The game is really really promising, and must be a blast in multiplayer modes. There's a nice rock-paper-scissors mechanic and lots of tactical possibilities. Where it falls down for me is as a single player game - the computer is not subject to the same limitations as the human player, so they have infinite tanks, etc. Since your hardware is most definitely finite, this creates an absurd grind. It's especially silly when the background to the story is fighting an insurgency - surely a modern nation-state will be better outfitted than an insurgency. It very much seems as thought the campaign is a way to train you and accumulate points for use in the multiplayer, so if you a single-player only kind of person this is more of a 3 star game - fun to play for a bit, but gets frustrating, grindy and samey after not too long.

This game does indeed invite comparisons to Sid Meyer's Gettysburg, and is probably the closest game to be released. The game has a lot going for it - it is relatively simple, easy to pick up, and clearly is designed to be easy to play on a touch screen device, while having a lot more depth than one associates with tablet/mobile games. It's pretty fun, and I think the AI can sometimes be pretty decent. There's a nice flow to the campaign, though sometimes the areas you painstakingly took (at great cost) suddenly aren't under your control in the next phase of the battle, so you have to take them AGAIN but with battered units. On the other hand, it feels like a lot was sacrificed in order to maintain that compatibility with touch devices. You don't have any control over formations, which means there's no way to make sure your troops move faster towards the front lines (e.g. with a marching column formation). It's really difficult to do reliable group formations involving multiple units - they just don't move together or even really end up together. It's not clear whether it matters what path you choose your men to take towards a destination (do roads speed things up? Does terrain matter for movement?) There are also some strange aspects to the whole affair. They really stress the accuracy of the map, but its cartoony-ness and the limited zoom means that doesn't actually matter. It's often really hard to have even a basic sense of what line of sight will be for a unit. You're not sure whether your units will even use that rock wall that's on the map, or if its just decoration. They also seem to have detailed unit information, but it's not shared with you, so you just inexplicably have units that can shoot further than others with no clear explanation of why. I'm not a grognard that expects historical accuracy (though they need to expect that audience), but it all leads to a fairly confusing experience. Anyway, buy on sale if you miss SMG.

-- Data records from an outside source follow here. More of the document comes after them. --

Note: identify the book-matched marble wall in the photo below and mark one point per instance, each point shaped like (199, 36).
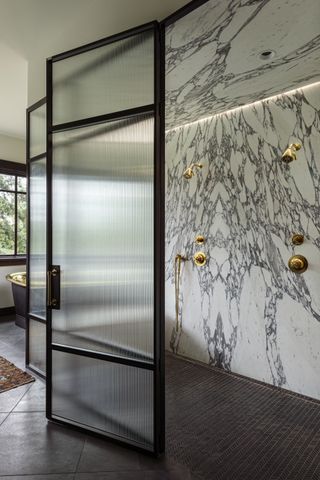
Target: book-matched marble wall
(244, 311)
(213, 55)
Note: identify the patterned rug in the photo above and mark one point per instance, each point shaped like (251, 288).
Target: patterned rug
(11, 376)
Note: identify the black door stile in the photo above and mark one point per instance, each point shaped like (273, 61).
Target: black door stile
(54, 348)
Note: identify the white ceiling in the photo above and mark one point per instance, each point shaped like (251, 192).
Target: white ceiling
(32, 30)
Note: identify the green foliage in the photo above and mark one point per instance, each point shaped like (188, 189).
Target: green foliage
(7, 217)
(7, 223)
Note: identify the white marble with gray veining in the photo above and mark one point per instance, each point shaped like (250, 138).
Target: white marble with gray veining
(245, 311)
(212, 55)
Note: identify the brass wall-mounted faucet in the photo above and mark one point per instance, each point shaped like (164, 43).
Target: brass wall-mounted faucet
(188, 173)
(290, 153)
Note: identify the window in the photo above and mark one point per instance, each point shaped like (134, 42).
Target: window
(13, 211)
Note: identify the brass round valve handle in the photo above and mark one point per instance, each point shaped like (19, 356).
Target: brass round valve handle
(297, 239)
(200, 259)
(200, 239)
(298, 264)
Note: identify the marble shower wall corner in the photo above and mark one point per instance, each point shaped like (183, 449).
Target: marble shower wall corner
(244, 311)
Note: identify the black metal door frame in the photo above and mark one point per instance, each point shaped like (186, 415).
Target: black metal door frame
(158, 364)
(29, 160)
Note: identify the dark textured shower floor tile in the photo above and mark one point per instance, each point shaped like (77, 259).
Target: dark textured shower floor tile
(238, 429)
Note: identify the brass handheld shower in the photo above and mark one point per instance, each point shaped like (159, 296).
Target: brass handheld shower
(188, 173)
(290, 153)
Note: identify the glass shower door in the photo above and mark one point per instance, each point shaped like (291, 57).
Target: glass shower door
(36, 258)
(104, 255)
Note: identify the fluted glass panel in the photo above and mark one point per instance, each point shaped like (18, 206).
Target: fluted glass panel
(37, 345)
(107, 79)
(37, 259)
(38, 131)
(103, 237)
(111, 398)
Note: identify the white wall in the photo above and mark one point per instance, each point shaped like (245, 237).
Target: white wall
(13, 150)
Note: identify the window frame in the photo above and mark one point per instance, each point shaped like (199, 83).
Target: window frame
(17, 170)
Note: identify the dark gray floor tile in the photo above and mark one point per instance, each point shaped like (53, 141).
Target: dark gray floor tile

This was solid, enjoyable fun, but probably not the 5 stars that everyone seems to be putting. 3.5 would be most accurate. I'm used to computer based FPSs from recent era - lots of freedom, multiple ways to complete a task, etc (think Deus Ex, or Farcry), and this is almost the opposite - at times, it feels almost on rails as those old console shoot-em-ups with the plastic guns. The main challenge is replaying a set piece multiple times, and conserving enough ammo to the next pile of ammo. It's definitely a 'console' approach to an FPS more than a PC approach. I recommend choosing a slightly higher difficulty level than you might do normally. That said, it's a nice bit of fun - it feels like a console game for beer on the couch, no thinking necessary. It's well put together, it's entertaining, and hard to stop playing since it's so well paced. It's not the longest game in the world (but to be honest, one of the few GOGs that I've actually managed to complete from my library, since I normally buy for replayability.) The squad camaraderie is nice, though often where to put the squad members is less tactical and more "oh, there's a snipe spot there, better put someone on it and get their back." Also, I have zero interest in Star Wars I-III, so I wasn't sure we were the good guys till the final cut scene. Maybe if you're really into Star Wars it'd bump this up a couple of stars.